In May, I crashed. To describe it: crushing fatigue, POTS, many debilitating symptoms. You can’t function.
In July, I collapsed one night at the bathroom sink. I lay on the floor wondering if I was passing out. Everything slowed, I sweated. After a few minutes, I crawled to bed alerting my husband. I dared not even raise my head through the night.
In early August I ordered a potty chair for downstairs. In later August I gave up going downstairs to the couch during the day.
I did not come down again til shortly before Thanksgiving. That was three months in my bed.
Sometimes I tried relocating to a mattress in another room across the hall for a bit. Sometimes that made me ill because of too much sun there.
I was trying virtual therapy to help me be mentally able to travel to my son’s wedding in a few months. During the sessions, I would sit up a little, semi upright on my wedge pillow. But before the session ended, I had to get flat. It made me worse to slightly raise myself. Not to mention, getting through that length of session interacting and talking was too much.
Long story short, I missed my son’s wedding.
I tried to start knitting because it was a craft I could do laying down. The next day my upper body hurt and I had crashing fatigue.
Keeping clean was worst of all. I could not stand up to shower. I could not lay in the tub. Either made me so ill. For awhile, I tried washing zones of myself at a time at the sink. For a time, I sat on the tub side and washed somewhat.
Finally, we devised a system. That other mattress on the floor across the hall was covered in a plastic case. I washed myself there with a series of plastic tubs.
But the hair! My inability to wash my hair was demoralizing. It really brought home to me that I was an invalid. I put it off as long as possible, then used our basin system, washing my hair lying down. I thought about shaving my head very seriously.
This was months of rolling crashes. Once, earlier than August, I cleaned up my bureau top. I crashed. Being upset made me crash. Temps over 73 made me crash. Moving too much made me crash.
Lying in bed all day, I was crashing.
I couldn’t tolerate people coming in to talk with me for very long. I couldn’t tolerate my beautiful sweet granddaughter running in the hall. Interaction was too much.
I would pray sincerely that I could go to the bathroom and get back and be OK. The bathroom is right next to my room. We moved the potty into my room!
I would pray to begin feeling alright when I was just lying there; that was a major GOAL. Because I could be lying in bed 24/7 and keeping quiet, and feel dreadful, so ill.
It seemed an impossible dream that I could reach a state where I could be up puttering around my house again. I prayed for that , after a long time praying for the next tiny thing.
So I can map the trajectory of that crash.
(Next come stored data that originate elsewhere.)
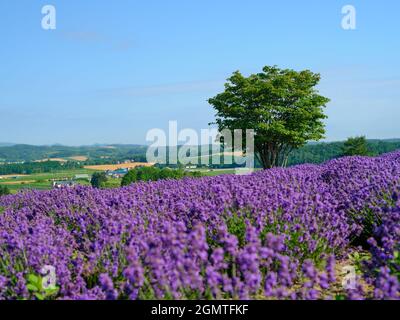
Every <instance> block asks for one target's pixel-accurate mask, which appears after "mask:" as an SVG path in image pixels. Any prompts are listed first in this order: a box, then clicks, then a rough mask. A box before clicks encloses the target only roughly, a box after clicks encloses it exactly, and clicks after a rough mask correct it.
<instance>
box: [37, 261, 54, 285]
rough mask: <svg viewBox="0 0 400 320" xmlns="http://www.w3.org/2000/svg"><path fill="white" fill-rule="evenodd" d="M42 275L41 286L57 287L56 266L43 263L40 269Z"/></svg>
mask: <svg viewBox="0 0 400 320" xmlns="http://www.w3.org/2000/svg"><path fill="white" fill-rule="evenodd" d="M40 274H41V275H42V288H43V289H45V290H54V289H56V288H57V286H56V284H57V276H56V268H55V267H54V266H50V265H45V266H43V267H42V269H40Z"/></svg>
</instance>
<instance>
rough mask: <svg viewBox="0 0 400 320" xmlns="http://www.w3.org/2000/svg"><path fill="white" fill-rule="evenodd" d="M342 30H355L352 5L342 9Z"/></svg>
mask: <svg viewBox="0 0 400 320" xmlns="http://www.w3.org/2000/svg"><path fill="white" fill-rule="evenodd" d="M342 14H343V17H342V28H343V29H344V30H355V29H356V28H357V20H356V15H357V12H356V8H355V7H354V6H352V5H349V4H348V5H345V6H343V7H342Z"/></svg>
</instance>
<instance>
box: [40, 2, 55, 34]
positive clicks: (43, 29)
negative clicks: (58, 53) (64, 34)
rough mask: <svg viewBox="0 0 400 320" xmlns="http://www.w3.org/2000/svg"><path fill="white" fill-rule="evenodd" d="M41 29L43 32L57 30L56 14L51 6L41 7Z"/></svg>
mask: <svg viewBox="0 0 400 320" xmlns="http://www.w3.org/2000/svg"><path fill="white" fill-rule="evenodd" d="M42 14H43V15H44V16H43V17H42V28H43V30H55V29H56V28H57V12H56V7H55V6H53V5H50V4H48V5H45V6H43V7H42Z"/></svg>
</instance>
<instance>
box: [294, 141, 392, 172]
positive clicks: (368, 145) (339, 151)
mask: <svg viewBox="0 0 400 320" xmlns="http://www.w3.org/2000/svg"><path fill="white" fill-rule="evenodd" d="M343 147H344V142H326V143H310V144H307V145H306V146H304V147H302V148H300V149H298V150H294V151H293V152H292V153H291V154H290V156H289V159H288V165H289V166H291V165H296V164H302V163H323V162H325V161H328V160H331V159H334V158H339V157H341V156H343ZM367 148H368V151H369V154H370V155H372V156H377V155H380V154H383V153H387V152H391V151H394V150H398V149H400V140H367Z"/></svg>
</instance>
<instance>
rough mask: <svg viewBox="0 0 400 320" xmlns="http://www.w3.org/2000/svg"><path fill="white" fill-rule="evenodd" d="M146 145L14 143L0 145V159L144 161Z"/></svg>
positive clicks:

I became ill in late May, after several triggers together.
I continued to DECLINE for two months, until I almost passed out in the bathroom. I further continued to decline until I think I bottomed out in late August. I gave up and stayed in bed. I struggled to just maintain while experiencing multiple rolling crashes.
I thought a lot about how it had been in earlier long term crashes. And I realized that there are different states. There’s the state of rolling crashes, in which EVERYTHING you do spends money you don’t have, so you make yourself sicker just being.
Then there is a state of stability. It may take months of dedicated rest, but you may reach a place where mere existing doesn’t cost you. You notice that:
1. lying there feels OK, and
2. you can exert yourself slightly…without crashing.
You can rest, then carefully DO. Then rest. Pace yourself.
So sometime in the fall, I reached stability. It was shaky, and not totally linear. I came downstairs about a week before Thanksgiving. It was weird and scary to be down there. But I was downstairs during the day again, though still living on the couch.
I managed to decorate for Christmas, slowly, in little bursts. I attended Christmas dinner, which I did not cook, in the adjoining room, but I had to lay down on the couch mid-meal. Christmas Eve had been almost normal for me, but I paid for it next day, resting between Christmas morning and coming down for our guests in the afternoon. My kids went to my sister’s house for Part 2 but we watched a movie at home, feet up.
I missed my daughter’s baby shower, though it was five minutes away by car. This was in late March.
My son’s wedding wasn’t until April. I could in no way travel there, nor tolerate the event.
My granddaughter’s second birthday party was the last thing I went to, the last place I went before crashing. The next place I went, the first thing I went to after my Crash, was the same granddaughter’s third birthday. Her birthday is early May.
So it was a year.
I still had a long slow road to functionality after that. I walk a tightrope every day.